Bahkan menurutGregory Poling, direktur Prakarsa Transparansi Maritim Asia di Pusat Kajian Strategis & Internasional di Washington, “Kepemimpinan Tiongkok sangat yakin bahwa, walaupun mereka belum memenangkan Laut Cina Selatan, mereka tentu saja menang.”
Di sinilah letak alasan utama Beijing berharap Trump kembali memimpin AS:gaya kebijakan luar negerinya — sepihak, terpersonalisasi, dan terpaku pada masalah dolar dan sen — telah sangat melemahkan sistem aliansi tradisional Amerika.
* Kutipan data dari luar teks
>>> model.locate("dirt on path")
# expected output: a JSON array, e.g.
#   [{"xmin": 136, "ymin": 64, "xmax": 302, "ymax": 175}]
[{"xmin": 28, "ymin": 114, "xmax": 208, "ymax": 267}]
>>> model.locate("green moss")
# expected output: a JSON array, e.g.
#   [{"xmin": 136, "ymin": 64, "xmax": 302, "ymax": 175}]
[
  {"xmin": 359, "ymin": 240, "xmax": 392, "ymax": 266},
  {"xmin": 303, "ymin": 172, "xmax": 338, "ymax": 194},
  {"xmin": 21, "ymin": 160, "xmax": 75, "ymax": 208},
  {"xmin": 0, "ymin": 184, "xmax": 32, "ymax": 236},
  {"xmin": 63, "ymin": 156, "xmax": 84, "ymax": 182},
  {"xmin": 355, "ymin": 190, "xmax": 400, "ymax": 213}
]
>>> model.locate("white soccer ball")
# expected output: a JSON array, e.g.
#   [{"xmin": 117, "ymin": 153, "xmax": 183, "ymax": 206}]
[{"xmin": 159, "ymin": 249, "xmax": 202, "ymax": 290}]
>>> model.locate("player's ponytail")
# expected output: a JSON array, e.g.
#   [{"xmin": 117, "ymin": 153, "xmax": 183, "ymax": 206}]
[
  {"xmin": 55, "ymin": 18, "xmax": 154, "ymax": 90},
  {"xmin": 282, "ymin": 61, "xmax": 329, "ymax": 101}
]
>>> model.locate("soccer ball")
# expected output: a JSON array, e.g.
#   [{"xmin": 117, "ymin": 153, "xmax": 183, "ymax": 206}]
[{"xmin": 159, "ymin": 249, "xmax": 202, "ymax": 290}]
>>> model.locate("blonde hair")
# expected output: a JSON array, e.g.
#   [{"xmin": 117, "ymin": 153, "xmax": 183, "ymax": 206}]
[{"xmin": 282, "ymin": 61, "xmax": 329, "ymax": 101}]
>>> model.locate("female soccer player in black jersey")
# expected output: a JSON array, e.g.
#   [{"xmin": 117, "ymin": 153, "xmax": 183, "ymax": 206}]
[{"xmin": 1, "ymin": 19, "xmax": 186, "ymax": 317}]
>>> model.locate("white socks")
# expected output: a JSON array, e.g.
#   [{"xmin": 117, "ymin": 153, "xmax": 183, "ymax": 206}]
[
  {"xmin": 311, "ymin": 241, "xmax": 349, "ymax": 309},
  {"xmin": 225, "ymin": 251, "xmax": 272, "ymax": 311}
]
Sementara Presiden Barack Obama mencoba "inden" ke Asia, Trump hanya sesekali hanya menaruh minat di kawasan itu, terutama di luar perdagangan dan omong kosongnya yang sekilas dengan Kim Jong Un Korea Utara.
Beijing jelas mencatat bahwa Trump telah membuat hubungan yang tegang dengan dua sekutu terdekat Amerika di kawasan itu— Korea Selatan dan Jepang — dengan perselisihannya yang terus-menerus dengan Korea Utara.
Belum lagi terkait dengan biaya pangkalan militer AS di negara-negara tersebut yang sangat menyedot biaya.
Dan itu semua sangat cocok untuk Beijing. Ketika Washington mundur, Cina mencoba bergerak maju, siap menguasai Asia.